TMAs were incubated with primary antibodies for 60 minutes at room temperature, and the appropriate cross-adsorbed, biotinylated secondary antibody (Jackson Immunoresearch, West Grove, PA) was applied for 32 minutes. Bound antibodies were detected using the DABMap kit (Ventana), counterstained with hematoxylin (Ventana), and coverslipped manually with Cytoseal-60 (Richard Allan, Kalamazoo, MI).

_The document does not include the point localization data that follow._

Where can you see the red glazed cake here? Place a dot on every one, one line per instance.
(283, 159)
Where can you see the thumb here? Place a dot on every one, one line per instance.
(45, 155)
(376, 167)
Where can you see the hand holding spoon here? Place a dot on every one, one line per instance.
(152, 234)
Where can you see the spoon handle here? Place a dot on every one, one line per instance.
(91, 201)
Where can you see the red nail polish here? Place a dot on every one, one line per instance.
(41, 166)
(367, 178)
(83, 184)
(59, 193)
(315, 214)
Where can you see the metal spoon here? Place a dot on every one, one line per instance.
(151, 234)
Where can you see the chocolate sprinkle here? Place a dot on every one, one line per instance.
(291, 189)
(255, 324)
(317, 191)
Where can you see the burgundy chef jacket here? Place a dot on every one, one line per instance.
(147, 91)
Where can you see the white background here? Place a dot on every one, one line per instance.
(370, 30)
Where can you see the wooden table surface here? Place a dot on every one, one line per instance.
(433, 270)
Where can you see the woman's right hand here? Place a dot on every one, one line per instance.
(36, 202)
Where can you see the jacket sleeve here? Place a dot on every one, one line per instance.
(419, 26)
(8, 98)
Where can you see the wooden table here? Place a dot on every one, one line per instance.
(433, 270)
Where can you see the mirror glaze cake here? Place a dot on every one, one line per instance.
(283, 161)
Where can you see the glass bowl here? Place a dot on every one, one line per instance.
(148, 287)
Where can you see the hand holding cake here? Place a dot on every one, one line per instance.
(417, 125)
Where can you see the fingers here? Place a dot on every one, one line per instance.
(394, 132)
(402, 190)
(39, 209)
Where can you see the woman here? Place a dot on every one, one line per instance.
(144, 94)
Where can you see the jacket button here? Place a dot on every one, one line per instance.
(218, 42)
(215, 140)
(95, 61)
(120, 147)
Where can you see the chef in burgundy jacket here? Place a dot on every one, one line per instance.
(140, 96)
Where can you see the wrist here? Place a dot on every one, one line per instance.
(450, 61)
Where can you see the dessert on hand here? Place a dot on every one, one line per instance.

Histopathological analysis

Immunostained TMAs were examined by a pathologist and scored using a variety of methods depending on the marker studied. For CD20, CD8, CD4, CD45RO, TIA-1, Granzyme B, CD25, OX40, CD1a, CD56, CD57, and myeloperoxidase, only cells residing within the epithelial compartment of the tumor were counted. FoxP3 was similarly scored within the epithelium but a stromal score was also obtained. Tumors were scored as 0 (no cells), 1 (1-5 cells), 2 (6-19 cells) or 3 (20+ cells); results were binarized as positive (IHC score 1, 2, or 3) or negative (IHC score 0). CD3 was scored as 0 (no cells present), 1 (cells present in stroma only), 2 (cells present in the epithelial compartment) or 3 (cells present in both the epithelial and stromal regions of the tumor); scores of 0 and 1 were reported as negative while a score of 2 or 3 was reported as positive. CD68 was scored as 0 (no cells present), 1 (luminal or stromal cells), 2 (scattered, <20 intraepithelial cells), or 3 (>20 intraepithelial cells), results were binarized in the same manner as CD3. COX-2 was scored as 0 (negative), 1 (equivocal, 0-1%), 2 (patchy, >1% to 50%) or 3 (diffuse, >50%) scores of 0 and 1 were reported as negative and scores of 2 or 3 were reported as positive. For MHC class I and II, samples were scored as 0 (negative), 1 (focal, <10%), 2 (patchy, 10-50%) or 3 (diffuse, >50%). Scores of 0, 1 or 2 were reported as negative and scores of 3 were reported as positive.

Statistical analysis

Statistical analysis was performed using JMP statistical software (v7.0) (SAS Institute, Cary, NC). Univariate analysis was carried out using the Chi-Squared statistic. The log-rank test was used to compare Kaplan-Meier curves. p-values less than 0.05 were considered significant.